Some time ago, I heard him dispense this nugget, worthy of wrapping one’s head around:
“Make rest a necessity, not an objective.”
Now that’s a new and powerful way of highlighting the importance of working hard.
Rest is something we earn. This sounds foreign to American ears. We are used to the “standard” of a forty-hour work week. But forty hours of labor over a seven day period—as enough to get ahead–is distinctly Western and recent. Our grandparents didn’t think like this.
I’ve heard it said that if you’re only working forty hours a week, it’s not likely you’ll get ahead–certainly not as far ahead as your dreams, goals, and ambitions.
Even God worked six days out of seven when He created the cosmos. He wasn’t done on Friday afternoon at 5:00.
I have family members who are doctors, attorneys, investment bankers, hedge fund managers, Federal officials, and much more. They’ve all gotten where they’re at the old-fashioned way: They worked their tails off. Nobody handed any of them anything.
Here are just a few benefits that will return to you with greater effort and longer hours, as you create a life:
- You will certainly grow in your chosen fields of vocation and avocation.
- Your sense of accomplishment will increase as you tackle and master more skills and meet goals.
- You will run far ahead of the pack simply because many, if not most, are content to put their expected time in, satisfied with “working their forty hours.”
- Your earning potential will undoubtedly increase, especially if the extra effort is focused and you strive for greater levels of excellence at all to which you put your hands to.

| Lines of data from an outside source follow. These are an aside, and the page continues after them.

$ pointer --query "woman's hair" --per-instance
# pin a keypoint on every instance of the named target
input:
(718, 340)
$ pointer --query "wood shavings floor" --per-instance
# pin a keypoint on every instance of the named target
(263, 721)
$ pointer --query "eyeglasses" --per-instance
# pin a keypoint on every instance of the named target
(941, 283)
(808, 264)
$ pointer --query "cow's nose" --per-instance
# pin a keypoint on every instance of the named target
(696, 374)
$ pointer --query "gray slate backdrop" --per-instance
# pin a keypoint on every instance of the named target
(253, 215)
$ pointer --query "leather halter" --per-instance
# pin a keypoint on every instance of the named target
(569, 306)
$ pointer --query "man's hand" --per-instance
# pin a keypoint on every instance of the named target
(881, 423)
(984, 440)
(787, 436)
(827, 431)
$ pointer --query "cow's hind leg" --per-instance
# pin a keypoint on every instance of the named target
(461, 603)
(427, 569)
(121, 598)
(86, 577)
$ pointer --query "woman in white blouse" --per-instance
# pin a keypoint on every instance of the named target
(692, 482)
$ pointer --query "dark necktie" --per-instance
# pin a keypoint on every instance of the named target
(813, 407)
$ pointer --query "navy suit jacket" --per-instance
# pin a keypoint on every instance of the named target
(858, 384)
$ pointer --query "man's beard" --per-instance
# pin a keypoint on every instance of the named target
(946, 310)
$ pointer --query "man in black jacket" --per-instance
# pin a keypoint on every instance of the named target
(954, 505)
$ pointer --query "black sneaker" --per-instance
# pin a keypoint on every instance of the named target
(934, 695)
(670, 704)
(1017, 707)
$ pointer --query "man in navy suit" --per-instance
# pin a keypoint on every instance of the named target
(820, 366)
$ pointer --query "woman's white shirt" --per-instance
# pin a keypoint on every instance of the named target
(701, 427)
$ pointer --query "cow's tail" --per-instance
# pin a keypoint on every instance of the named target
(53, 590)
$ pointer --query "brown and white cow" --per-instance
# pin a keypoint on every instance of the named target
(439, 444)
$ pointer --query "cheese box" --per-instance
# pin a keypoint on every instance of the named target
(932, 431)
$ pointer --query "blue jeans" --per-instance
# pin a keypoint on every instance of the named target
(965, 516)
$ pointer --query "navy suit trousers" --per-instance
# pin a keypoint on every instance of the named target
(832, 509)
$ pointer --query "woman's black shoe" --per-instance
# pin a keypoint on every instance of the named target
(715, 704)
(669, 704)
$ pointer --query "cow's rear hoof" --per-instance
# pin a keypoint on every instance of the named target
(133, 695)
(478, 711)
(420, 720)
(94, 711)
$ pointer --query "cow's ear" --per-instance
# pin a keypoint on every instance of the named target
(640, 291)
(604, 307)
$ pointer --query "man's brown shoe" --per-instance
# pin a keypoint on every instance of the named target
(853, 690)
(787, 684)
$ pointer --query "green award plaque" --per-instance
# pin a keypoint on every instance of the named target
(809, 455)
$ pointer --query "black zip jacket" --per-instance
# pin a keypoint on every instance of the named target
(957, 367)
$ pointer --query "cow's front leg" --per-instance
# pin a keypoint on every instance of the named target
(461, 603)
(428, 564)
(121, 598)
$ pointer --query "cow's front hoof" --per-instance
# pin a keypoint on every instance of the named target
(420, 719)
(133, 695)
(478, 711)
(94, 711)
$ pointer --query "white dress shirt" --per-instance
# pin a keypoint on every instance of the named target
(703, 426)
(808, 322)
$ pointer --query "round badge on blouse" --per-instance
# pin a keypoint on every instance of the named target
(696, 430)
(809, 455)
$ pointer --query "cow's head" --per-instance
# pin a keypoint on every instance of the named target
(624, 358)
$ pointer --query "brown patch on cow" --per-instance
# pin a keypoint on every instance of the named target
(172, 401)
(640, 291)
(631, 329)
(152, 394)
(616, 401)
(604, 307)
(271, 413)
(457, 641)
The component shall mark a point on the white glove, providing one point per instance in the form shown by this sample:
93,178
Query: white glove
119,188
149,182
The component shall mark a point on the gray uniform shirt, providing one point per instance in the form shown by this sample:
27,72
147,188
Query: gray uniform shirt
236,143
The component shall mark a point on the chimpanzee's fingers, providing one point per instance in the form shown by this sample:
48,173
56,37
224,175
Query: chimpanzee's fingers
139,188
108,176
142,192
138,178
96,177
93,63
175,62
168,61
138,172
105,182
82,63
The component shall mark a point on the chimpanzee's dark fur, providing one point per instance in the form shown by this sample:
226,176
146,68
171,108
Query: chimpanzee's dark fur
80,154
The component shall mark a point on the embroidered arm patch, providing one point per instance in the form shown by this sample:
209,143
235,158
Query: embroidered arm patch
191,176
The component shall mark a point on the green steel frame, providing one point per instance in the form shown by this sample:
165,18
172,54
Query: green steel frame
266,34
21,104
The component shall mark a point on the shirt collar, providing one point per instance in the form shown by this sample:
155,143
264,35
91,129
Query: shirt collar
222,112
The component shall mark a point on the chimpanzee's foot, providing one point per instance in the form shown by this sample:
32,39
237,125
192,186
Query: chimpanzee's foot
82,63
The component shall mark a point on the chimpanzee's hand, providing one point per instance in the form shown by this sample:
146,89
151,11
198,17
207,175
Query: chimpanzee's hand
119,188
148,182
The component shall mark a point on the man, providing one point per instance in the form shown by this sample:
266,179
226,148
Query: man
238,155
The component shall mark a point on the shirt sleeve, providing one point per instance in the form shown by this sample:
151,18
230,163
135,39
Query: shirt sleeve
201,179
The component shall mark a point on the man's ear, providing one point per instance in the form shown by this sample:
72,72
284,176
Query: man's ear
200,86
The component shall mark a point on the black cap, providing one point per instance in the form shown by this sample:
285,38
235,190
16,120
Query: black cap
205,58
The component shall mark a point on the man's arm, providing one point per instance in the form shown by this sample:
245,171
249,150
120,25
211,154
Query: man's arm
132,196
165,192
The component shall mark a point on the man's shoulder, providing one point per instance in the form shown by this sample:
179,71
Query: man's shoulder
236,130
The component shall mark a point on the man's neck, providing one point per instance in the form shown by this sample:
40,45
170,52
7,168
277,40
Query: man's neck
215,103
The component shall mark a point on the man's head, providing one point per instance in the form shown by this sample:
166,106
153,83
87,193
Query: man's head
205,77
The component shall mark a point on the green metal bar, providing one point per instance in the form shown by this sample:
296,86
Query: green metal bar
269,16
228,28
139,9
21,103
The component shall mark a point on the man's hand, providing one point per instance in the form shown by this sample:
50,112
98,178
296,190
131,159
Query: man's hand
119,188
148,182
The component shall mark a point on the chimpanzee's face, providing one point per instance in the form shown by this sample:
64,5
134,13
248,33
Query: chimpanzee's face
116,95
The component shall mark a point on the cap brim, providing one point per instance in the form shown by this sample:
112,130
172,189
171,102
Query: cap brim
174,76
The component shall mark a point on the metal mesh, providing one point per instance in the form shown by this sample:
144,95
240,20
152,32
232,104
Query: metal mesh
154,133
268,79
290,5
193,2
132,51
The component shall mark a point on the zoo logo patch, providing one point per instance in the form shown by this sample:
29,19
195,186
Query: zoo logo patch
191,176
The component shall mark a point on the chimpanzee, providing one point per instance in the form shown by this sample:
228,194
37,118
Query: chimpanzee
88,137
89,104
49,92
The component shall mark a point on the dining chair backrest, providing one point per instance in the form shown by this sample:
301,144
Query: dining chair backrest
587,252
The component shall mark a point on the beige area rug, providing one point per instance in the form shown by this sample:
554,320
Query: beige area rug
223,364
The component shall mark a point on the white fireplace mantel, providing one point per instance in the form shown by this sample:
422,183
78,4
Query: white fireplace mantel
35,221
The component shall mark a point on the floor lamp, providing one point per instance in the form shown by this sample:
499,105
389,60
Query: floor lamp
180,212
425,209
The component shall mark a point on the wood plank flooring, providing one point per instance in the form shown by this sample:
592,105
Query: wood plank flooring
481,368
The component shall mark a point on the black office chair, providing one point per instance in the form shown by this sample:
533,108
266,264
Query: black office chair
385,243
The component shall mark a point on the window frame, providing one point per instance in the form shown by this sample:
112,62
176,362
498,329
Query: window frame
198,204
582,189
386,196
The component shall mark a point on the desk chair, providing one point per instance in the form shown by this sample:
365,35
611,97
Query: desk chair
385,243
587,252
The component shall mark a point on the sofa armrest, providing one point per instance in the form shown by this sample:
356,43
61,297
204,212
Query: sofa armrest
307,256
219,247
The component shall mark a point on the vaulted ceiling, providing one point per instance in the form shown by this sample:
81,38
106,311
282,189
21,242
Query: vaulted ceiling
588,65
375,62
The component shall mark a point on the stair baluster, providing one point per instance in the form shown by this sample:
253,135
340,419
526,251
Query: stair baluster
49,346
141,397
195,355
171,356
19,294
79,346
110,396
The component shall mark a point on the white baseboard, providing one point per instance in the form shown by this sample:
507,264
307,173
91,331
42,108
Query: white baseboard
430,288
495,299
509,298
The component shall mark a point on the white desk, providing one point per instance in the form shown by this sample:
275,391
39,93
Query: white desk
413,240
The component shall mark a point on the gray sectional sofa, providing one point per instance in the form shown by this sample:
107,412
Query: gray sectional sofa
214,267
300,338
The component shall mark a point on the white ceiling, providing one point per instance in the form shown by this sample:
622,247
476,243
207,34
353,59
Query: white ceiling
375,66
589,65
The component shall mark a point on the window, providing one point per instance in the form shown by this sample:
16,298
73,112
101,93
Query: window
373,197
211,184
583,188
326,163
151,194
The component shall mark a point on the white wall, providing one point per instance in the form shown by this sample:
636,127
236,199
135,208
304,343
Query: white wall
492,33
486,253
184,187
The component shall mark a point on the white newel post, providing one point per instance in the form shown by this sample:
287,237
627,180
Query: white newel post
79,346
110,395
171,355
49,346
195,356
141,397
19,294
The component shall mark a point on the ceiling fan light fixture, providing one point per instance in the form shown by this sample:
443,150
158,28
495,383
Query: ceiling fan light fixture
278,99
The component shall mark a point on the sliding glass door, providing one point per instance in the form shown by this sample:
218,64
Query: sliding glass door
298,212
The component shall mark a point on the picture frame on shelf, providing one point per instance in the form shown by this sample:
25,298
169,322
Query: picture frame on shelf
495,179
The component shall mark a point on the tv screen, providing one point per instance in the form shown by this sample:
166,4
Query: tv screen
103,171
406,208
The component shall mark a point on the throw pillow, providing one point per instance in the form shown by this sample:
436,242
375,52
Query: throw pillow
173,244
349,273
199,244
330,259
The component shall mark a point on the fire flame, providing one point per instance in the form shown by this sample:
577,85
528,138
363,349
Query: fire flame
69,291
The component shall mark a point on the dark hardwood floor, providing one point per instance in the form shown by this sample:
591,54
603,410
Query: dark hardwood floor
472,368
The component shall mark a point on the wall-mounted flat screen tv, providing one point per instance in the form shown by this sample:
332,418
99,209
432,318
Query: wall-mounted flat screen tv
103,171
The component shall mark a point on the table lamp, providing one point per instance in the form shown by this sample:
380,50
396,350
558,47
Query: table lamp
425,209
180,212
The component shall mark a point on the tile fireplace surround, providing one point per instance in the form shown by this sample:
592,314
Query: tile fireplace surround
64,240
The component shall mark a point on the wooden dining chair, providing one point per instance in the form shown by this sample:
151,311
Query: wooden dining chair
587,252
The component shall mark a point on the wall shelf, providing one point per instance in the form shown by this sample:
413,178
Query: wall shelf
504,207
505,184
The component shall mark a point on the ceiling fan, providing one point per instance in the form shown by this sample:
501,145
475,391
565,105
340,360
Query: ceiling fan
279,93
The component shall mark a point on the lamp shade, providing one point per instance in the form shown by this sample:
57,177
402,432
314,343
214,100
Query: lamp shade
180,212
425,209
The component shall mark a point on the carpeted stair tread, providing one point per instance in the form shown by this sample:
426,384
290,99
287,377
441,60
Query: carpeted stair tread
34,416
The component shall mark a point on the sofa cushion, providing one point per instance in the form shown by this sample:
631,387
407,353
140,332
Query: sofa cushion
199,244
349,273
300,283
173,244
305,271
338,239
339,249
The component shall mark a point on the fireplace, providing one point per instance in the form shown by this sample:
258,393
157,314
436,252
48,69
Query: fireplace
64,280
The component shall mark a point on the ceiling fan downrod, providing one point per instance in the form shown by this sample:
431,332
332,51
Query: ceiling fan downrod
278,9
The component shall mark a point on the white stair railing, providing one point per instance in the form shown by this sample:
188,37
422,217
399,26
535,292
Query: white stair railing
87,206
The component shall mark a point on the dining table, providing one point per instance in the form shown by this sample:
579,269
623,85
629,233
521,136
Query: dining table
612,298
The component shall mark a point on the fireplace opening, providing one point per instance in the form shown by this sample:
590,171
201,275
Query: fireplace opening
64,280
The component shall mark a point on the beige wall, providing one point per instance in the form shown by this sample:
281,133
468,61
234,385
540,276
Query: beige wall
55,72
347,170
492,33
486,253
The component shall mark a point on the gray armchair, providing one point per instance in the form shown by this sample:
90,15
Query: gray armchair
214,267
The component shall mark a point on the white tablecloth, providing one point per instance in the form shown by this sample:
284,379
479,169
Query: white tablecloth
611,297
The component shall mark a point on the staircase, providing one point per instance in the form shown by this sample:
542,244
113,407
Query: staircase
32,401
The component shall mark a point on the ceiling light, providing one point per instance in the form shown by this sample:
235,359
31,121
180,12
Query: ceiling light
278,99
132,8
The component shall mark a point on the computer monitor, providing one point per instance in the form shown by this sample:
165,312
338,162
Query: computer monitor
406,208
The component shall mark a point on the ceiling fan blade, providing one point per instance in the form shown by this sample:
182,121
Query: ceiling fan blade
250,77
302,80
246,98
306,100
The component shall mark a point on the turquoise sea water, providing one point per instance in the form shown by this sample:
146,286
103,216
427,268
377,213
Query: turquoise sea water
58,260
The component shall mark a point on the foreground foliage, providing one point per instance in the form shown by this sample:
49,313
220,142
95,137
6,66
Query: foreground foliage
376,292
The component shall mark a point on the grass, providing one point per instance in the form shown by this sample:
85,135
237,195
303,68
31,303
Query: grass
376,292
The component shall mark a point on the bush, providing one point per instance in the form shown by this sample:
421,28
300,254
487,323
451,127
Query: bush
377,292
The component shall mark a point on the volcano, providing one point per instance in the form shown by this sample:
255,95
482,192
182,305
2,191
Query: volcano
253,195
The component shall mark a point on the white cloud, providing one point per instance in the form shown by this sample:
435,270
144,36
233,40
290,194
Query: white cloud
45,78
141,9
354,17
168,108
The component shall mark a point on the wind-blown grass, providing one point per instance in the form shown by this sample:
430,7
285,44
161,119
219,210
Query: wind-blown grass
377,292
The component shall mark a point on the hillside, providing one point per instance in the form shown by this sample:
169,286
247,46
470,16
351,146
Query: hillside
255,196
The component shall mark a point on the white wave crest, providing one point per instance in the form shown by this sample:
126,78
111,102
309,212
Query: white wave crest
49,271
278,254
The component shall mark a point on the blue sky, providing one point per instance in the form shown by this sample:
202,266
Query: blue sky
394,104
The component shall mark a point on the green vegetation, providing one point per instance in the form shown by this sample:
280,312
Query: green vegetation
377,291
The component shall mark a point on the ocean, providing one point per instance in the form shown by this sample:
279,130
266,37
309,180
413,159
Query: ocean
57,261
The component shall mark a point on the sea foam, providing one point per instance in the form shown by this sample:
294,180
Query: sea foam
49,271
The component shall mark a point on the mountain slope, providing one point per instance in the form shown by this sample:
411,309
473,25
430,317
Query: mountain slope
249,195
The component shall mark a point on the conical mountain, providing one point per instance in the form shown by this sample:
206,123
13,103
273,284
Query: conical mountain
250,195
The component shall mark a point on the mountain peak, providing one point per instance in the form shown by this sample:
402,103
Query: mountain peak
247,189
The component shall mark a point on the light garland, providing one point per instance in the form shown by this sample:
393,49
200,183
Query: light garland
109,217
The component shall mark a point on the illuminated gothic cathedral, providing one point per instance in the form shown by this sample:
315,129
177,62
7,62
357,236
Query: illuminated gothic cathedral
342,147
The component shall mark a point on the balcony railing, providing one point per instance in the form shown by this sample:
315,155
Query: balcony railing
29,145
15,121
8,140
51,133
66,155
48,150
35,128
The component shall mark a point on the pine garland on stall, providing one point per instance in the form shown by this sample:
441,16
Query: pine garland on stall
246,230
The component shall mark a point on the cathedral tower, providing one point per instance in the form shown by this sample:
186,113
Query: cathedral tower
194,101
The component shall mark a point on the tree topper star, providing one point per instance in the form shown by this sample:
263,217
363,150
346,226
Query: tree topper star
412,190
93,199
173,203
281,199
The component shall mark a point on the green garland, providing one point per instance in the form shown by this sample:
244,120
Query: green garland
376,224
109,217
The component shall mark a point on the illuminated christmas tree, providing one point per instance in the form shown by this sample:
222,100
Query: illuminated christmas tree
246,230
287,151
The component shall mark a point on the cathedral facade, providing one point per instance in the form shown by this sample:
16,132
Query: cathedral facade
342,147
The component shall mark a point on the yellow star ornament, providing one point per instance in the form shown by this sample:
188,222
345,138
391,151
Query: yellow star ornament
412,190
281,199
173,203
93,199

This isn’t a paean of praise to workaholism, far from it. But in a culture that lives for the weekend, for partying, for good times and leisure, one tends to get an unrealistic picture of what it takes to win at life and realize your full potential. It’s simply a matter of adjusting your perspective to accord with reality.
So my advice is this: See work and labor not as a curse, but as a blessing. Some of the most successful people in recent memory got that way, in sizeable measure, because they love working: Donald Trump, Gene Simmons, Jack Welch, Bill Gates, and Oprah Winfrey. Look for lots of increases in many different ways as you likewise work harder toward fulfilling your destiny.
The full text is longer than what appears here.